Christian Dating: Finding Love in Faith

For many Christians, their religion defines who they are as a person – so it is natural to seek out a partner who shares the same world-view. While it may be traditional to find a soulmate within your own congregation, online Christian dating has made it easier to find other like-minded people for a relationship. We have compared some of the top online dating sites for Christians below.

Company Cost Description Features Rating Website
From £27.95/month Easy to meet other serious, professional Christians.
  • For working, affluent professionals
  • Mobile apps
  • Free membership (limited features)
  • Automatic match suggestions
  • Detailed personality profile
9.6
out of 10

Visit Elite Singles
From £12.95/month Relationship surveys help find Christian matches.
  • 3.5 million UK members
  • Mobile apps
  • Free membership (limited features)
  • Unique matchmaking system
  • Unlimited messages
8.8
out of 10

Visit eHarmony
From £11.95/month Affinity questionnaire to find other like-minded Christians.
  • 3 million UK members
  • Comprehensive personality test
  • Automatic matching with potential dates
  • Compatibility scores
  • Free membership (limited features)
8.4
out of 10

Visit MatchAffinity

If you’re a committed Christian, the love of God will be a part of your daily life and, if you are now looking for an earthly love to complement it, we have three tips to Christian dating to make that happen.

1. Decide upfront what your boundaries are

Many dating sites encourage people to take a flexible approach when it comes to looking for their future spouse. However, most people have certain, fundamental values and beliefs and it’s critical for them to find a partner who is compatible with these.

Compatibility, however, means different things to different people. For some people, it’s enough for a partner to respect their faith, even if they don’t believe themselves. For others, a partner has to have faith, even if they don’t actively practice it. Some people, however, need to see that a partner has the same sort of religious commitment as they do. Think seriously about what, specifically, you need to see in your partner in terms of belief and only connect with people you think can meet your criteria.

This could potentially save you a whole lot of time and heartache.

2. Think about how to meet your potential partner

If you are looking for a partner who shares your faith, meeting someone at church seems like the obvious solution. However, you can attend services week after week without ever meeting anybody else who is single and looking for love! Doesn’t it seem like everybody is already paired off and starting to plan a family?

Another option is to try to meet people via dating apps. But be aware that these are often referred to as ‘hookup’ apps for a reason; although some people find long-term relationships on apps like Tinder, many just use it to plan one-off liaisons and are not looking for anything serious.

Your other option is to look into paid Christian online dating sites. You can go to a general site like PlentyOfFish, but you may be better suited to sites that are dedicated to help people of faith meet others with similar beliefs. Don’t be afraid to sign up to paid sites. They are often the best way to meet others who are genuine (nobody sets up fake profiles when they have to pay for them!) and who are taking the journey as seriously as you are.

3. Look for a relationship that is in balance

Healthy romantic relationships are usually a combination of compatibility, spiritual/emotional connection and physical attraction.
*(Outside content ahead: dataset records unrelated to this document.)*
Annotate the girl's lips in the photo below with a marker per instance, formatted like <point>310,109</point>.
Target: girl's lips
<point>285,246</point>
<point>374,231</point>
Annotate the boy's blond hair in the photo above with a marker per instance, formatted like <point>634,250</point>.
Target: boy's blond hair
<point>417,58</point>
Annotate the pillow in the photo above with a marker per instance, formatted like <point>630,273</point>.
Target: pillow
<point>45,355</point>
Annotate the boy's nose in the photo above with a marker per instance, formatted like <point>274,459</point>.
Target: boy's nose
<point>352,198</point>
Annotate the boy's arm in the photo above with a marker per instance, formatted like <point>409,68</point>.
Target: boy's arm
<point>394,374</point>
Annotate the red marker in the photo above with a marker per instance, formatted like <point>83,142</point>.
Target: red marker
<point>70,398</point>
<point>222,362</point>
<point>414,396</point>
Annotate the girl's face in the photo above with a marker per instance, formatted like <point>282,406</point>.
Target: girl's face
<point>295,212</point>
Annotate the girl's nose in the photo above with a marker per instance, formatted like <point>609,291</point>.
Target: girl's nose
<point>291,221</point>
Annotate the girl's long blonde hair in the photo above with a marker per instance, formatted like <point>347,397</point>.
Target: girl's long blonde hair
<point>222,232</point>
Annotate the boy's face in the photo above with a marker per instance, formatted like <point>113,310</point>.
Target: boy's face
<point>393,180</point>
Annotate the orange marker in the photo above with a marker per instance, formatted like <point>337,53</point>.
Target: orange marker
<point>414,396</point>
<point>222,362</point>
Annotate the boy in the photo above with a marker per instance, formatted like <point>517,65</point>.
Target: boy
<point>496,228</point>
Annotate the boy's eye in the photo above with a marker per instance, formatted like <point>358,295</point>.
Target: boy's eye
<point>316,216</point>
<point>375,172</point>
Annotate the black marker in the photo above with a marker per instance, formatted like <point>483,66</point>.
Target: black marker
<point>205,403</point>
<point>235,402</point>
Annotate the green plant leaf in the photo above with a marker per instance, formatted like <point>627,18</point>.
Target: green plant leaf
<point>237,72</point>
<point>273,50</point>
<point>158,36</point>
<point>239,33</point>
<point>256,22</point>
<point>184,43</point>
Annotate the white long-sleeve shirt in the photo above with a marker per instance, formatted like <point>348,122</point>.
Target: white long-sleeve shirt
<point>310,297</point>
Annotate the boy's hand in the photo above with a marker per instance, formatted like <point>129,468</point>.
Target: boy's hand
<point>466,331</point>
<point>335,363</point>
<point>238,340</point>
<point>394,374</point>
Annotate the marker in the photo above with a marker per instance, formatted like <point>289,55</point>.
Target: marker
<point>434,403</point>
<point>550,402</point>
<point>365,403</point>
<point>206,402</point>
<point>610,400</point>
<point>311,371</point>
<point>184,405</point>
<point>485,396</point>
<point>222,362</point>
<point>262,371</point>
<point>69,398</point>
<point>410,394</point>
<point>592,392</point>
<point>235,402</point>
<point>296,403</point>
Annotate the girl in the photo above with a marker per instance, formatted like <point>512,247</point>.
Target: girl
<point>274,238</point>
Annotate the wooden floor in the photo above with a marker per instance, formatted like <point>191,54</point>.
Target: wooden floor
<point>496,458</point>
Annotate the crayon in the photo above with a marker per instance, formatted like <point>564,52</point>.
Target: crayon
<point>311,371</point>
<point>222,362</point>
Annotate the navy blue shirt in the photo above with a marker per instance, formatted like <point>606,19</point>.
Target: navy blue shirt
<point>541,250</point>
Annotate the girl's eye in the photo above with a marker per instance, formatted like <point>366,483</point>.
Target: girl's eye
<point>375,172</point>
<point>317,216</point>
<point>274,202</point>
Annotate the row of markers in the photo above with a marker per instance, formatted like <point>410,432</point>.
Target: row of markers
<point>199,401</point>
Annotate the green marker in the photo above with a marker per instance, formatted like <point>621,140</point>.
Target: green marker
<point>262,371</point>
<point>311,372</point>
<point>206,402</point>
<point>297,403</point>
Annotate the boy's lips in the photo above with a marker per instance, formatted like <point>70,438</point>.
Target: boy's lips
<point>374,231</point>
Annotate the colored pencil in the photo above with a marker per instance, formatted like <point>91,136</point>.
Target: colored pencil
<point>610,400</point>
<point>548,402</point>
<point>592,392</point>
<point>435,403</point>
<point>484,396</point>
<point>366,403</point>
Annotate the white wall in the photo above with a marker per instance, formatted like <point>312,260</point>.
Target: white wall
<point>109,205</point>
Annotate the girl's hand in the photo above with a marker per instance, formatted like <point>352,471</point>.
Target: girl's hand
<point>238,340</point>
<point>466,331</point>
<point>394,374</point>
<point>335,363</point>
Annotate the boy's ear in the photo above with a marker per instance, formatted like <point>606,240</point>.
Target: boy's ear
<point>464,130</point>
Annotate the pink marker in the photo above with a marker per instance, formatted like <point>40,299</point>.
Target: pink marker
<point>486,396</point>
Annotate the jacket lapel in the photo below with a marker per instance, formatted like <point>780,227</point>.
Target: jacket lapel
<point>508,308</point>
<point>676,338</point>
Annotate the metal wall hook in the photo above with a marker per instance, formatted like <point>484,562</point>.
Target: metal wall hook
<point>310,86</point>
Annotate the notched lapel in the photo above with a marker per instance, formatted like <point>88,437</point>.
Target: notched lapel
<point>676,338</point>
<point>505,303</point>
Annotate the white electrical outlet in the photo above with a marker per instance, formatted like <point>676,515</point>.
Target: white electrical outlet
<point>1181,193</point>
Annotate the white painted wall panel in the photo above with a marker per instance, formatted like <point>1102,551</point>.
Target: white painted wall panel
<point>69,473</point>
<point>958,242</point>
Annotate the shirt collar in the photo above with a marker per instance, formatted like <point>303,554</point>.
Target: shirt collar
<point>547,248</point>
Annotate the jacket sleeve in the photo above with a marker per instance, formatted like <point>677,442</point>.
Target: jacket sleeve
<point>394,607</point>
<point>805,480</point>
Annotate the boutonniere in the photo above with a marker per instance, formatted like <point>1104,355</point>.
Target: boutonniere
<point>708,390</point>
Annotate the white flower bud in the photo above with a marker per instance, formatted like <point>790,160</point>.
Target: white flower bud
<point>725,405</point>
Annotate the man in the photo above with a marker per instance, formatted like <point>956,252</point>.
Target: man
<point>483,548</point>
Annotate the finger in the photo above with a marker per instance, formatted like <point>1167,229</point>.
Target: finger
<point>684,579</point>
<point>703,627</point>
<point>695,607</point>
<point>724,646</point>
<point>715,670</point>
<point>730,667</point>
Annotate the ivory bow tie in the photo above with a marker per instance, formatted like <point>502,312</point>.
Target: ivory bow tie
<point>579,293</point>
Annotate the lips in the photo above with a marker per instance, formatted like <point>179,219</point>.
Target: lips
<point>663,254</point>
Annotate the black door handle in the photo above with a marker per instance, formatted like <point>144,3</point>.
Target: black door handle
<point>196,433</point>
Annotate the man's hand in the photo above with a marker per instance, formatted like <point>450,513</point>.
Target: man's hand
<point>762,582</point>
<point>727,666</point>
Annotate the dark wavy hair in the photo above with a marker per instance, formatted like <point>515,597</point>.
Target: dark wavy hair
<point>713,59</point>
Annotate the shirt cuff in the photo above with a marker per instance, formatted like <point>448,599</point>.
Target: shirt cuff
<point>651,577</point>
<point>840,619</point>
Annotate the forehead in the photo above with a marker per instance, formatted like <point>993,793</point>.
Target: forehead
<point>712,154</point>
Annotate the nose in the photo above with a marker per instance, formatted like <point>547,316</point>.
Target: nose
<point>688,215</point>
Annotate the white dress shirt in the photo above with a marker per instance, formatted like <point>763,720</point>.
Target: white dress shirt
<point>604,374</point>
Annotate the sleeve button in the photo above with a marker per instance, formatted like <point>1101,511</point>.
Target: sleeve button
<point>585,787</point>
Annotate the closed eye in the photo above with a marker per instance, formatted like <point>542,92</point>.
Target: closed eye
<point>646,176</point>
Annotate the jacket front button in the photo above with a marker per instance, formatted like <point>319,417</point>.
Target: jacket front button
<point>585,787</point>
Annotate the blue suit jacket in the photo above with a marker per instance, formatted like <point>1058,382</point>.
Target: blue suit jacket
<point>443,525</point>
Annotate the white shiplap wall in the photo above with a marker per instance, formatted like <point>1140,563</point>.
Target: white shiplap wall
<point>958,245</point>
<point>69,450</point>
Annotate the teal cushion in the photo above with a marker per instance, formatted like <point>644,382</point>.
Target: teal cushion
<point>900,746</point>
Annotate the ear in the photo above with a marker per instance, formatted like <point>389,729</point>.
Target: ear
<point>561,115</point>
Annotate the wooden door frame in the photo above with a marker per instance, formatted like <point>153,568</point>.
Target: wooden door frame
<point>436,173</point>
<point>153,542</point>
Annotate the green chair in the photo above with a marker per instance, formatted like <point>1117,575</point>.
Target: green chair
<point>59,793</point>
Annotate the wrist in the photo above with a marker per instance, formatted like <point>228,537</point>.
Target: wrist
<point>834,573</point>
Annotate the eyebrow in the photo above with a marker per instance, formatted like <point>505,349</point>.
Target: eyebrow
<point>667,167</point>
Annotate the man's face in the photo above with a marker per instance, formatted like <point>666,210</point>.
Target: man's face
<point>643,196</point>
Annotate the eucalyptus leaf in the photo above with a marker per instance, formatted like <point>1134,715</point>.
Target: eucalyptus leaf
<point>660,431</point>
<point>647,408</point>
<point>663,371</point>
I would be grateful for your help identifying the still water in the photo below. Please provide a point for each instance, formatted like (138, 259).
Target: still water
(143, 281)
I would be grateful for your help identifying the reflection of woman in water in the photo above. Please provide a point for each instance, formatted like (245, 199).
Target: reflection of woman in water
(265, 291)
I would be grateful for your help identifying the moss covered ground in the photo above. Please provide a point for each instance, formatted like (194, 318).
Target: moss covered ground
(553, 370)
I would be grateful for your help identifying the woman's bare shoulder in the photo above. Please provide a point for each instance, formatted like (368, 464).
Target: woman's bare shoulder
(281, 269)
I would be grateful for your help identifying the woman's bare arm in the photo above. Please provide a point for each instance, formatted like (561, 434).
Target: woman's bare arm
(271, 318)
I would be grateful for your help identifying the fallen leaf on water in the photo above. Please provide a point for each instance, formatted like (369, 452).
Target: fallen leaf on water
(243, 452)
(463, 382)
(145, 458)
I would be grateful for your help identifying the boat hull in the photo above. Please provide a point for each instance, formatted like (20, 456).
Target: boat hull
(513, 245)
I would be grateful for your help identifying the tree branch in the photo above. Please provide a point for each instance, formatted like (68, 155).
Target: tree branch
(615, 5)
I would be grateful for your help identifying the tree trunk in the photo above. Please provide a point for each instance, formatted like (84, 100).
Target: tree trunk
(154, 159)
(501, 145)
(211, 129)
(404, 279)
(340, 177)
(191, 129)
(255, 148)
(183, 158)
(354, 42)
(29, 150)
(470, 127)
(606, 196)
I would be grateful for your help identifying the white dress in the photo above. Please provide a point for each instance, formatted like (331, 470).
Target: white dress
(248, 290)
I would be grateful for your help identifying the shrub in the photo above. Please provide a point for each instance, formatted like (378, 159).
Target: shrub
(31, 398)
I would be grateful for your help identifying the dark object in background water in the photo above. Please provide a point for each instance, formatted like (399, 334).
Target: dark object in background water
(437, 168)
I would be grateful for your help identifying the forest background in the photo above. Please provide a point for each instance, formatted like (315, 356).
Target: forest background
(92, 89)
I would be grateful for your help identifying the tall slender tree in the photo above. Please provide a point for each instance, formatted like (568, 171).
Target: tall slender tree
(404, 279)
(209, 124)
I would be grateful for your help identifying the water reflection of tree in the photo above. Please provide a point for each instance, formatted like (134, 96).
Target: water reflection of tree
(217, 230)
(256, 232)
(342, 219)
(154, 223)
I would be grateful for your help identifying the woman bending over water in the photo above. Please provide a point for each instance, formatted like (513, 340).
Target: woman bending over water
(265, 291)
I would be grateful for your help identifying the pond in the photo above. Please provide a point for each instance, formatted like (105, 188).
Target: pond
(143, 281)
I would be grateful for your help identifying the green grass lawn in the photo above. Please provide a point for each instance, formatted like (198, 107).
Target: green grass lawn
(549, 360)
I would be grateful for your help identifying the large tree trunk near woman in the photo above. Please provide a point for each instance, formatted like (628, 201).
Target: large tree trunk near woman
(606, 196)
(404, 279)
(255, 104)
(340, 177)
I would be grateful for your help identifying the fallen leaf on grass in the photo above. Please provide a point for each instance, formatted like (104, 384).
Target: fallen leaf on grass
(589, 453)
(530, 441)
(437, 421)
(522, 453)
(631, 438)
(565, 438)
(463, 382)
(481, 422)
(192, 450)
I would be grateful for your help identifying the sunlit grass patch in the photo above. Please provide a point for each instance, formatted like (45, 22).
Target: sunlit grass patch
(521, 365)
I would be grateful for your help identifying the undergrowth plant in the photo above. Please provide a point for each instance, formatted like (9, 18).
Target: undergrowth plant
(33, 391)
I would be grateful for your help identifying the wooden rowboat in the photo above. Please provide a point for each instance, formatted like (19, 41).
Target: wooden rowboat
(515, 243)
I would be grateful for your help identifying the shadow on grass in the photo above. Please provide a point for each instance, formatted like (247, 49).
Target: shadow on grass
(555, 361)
Compatibility means just that. It covers everything from geographical location (being at different ends of a city can be almost as challenging as being at different ends of a country if neither of you drives) to being able to accommodate each other’s life passions. You may both share a belief in Christ but if one of you is super-sporty and the other hates sport and anything to do with it, you’re unlikely to have much to talk about.

Spiritual/emotional connection is pretty much self-explanatory. In basic terms, you need to understand each other and there needs to be a strong connection between you.

That leaves physical attraction, which is probably the single biggest factor in turning a friendship into a loving relationship. It’s also about a whole lot more than looks.

When you are in the early stages of a relationship, make sure you think about it in terms of each of these factors and be alert to any warnings that your attraction to a person is based on just one or two of them. There may be exceptions, but generally you need all 3 factors to be present for a relationship to succeed.